Catch ’em and move on.
That was his motto, his life, and it suited him just fine.
One crook after the next.
Bring ’em on.
“Okay,” Harry said through his earpiece. “The guy with her did flash a badge to get through security. From a police force in a little town north of the city called Magnolia Falls, which is where our pretty blonde claims to live. We’ll check with the cops there and get back to you to tell you for sure if he is who he claims he is. And from the information I’ve got now, looks like he and our blonde have the same last name. Cassidy. His name is Jackson Cassidy.”
“Tell me she’s not his wife,” Nick said.
Because the thing people thought was love, coupled with a marriage license and a wedding ring, mixed in with jealousy and another man who happened to be a crook… That was sure to be a disaster in the making.

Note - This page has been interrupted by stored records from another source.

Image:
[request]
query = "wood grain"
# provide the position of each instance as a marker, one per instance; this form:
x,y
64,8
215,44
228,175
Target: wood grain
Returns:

“If the cop’s her husband, she wouldn’t come home from vacation alone and announce to him that she’s in love with someone else,” Harry reminded him.
“Oh, she just might.” He’d seen more than one unhappy wife throw something like that in her husband’s face.
“Hey, buddy, remember that little problem of yours we’ve talked about before? The woman thing?”
“I don’t have a problem with women,” he claimed. “I just have women who happen to cause me problems quite often.”
Her being merely the latest in a long string of problem-causing women.
“But I don’t have a problem with women,” Nick insisted.
“All right, buddy. Whatever you say. What’s your pretty blonde doing now?”
“Well, the cop looks unhappy about her little announcement, but not pissed off. So I’d say he’s not her husband.”
One thing to be grateful for.
“Okay,” Harry said. “Didn’t think so.”
“Hang on. We’re moving again,” Nick said, putting down the newspaper he’d picked up moments ago and falling into step behind them, blending into the crowd as best he could.
They made it to the escalator and he managed to get a spot right behind her by rudely cutting in front of an older couple and a woman with a baby, jostling his sore shoulder as he went.
Oh well.
A guy had to do what a guy had to do.
So what if the shoulder still hurt when all he’d done was taken a fall and rolled through it? So what if he didn’t roll as well as he used to and he grew more cynical by the moment?
He could still do the job better than most.
And he was not old.
Thirty-eight was not old for an agent.
Thirty-eight meant he was simply more experienced and therefore smarter than most.
Knew all about women and love.
And this was nothing but another job.
With the kind of discipline his job demanded, he put his focus firmly back on his case. They had a band of modern-day pirates based off the northern coast of Africa preying on passing vessels. Private boats at first, the crooks stealing to fund whatever other things they might be doing. Then they’d moved on to bigger and better things. Luxury yachts and, now, cruise ships.